193.
A ‘FAMILLE VERTE’ ENAMELED BISCUIT EWER SHAPED AS A DEER
Qing dynasty, Kangxi period, late 17th century
28 cm high
Provenance: Naples, Villa della Floridiana, Museo Duca di Martina, Placido de Sangro (1829-1891) collection.
inv. n. 3796.

The inventory of Chinese and Japanese porcelain in Burghley House compiled in 1688 registered “2 staggs” displayed over the chimney in “Lord Exeter’s Dressing Roome” and “2 Browne painted Staggs” over the chimney of the “Dininge Roome”. While Oliver Impey (2002, pp. 118-119) associated the second entry with Japanese porcelain pieces, supporting this attribution with a description which appeared in the catalogue of the sale of a part of the Burghley House collection curated by Christie’s in 1959 (lot 22: “AN IMPORTANT PAIR OF JAPANESE FIGURES OF A STAG AND A DOE, recumbent with their heads turned, partly decorated with medallions and hair markings on a pale aubergine ground-9 in. long-Arita-late 17th century”), it is not impossible that the first “2 staggs” could be examples of a Chinese production, probably similar to the piece here discussed (A. Du Boulay, Christie’s Pictorial History of Chinese Ceramics, Oxford 1984,p. 291, pl. 3, for a comparable pair of deer-shaped ewers with their original curved spout).

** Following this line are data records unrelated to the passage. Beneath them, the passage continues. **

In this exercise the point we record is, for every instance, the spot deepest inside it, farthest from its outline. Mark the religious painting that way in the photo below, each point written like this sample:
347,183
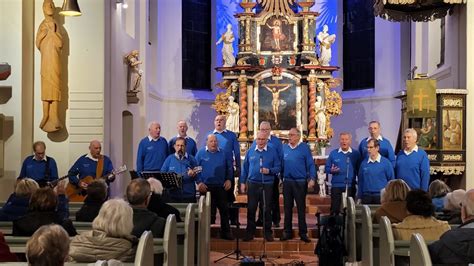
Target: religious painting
427,132
452,129
277,34
277,103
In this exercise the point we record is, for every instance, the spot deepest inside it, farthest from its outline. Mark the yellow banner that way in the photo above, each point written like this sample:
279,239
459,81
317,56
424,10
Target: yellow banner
421,98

The similar deer in the Metropolitan Museum of Art in New York (inv. 24.80.257) has the original small domed cover, here substituted by the wood corn; see also the comparable sculpture in the Porzellansammlung in Dresden which differs for a simpler green glaze (inv. n. PO 3359). An ewer in the form of a hare similar to this is in the Collection of Her Majesty the Queen (J. Ayers, Chinese and Japanese Works of Art in the Collection of Her Majesty The Queen, 2 voll. London 2016, I, p. 257, n. 546).

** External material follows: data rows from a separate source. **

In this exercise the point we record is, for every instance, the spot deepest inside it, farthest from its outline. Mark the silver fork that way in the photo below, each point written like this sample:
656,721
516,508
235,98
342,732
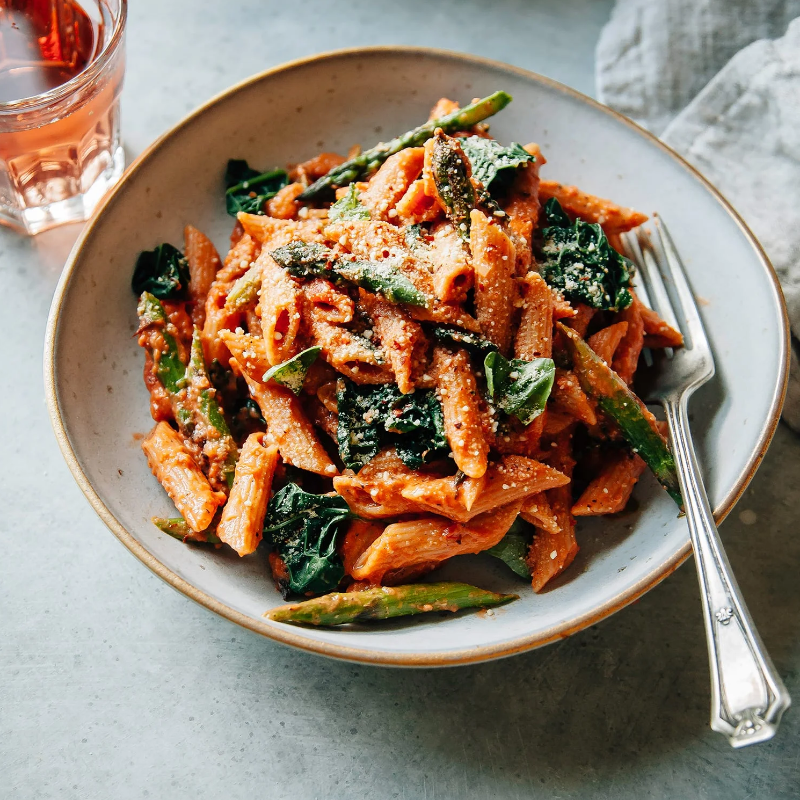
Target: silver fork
747,694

The deer (lu) appears in traditional Chinese iconography since the late Shang dynasty, becoming part of the sphere of Taoism in later times, associated with the cult of immortality, as it was believed to have the ability to find the lingzhi fungus which gave long life, absorbing its powers through the horns which in fact are still today considered effective remedies in traditional Chinese medicine.
For these same reasons, the deer is often depicted together with the pine tree, also a widespread symbol of longevity, and in the company of Luxing, the God of Rank and Emolument, and Shoulao, the God of Longevity.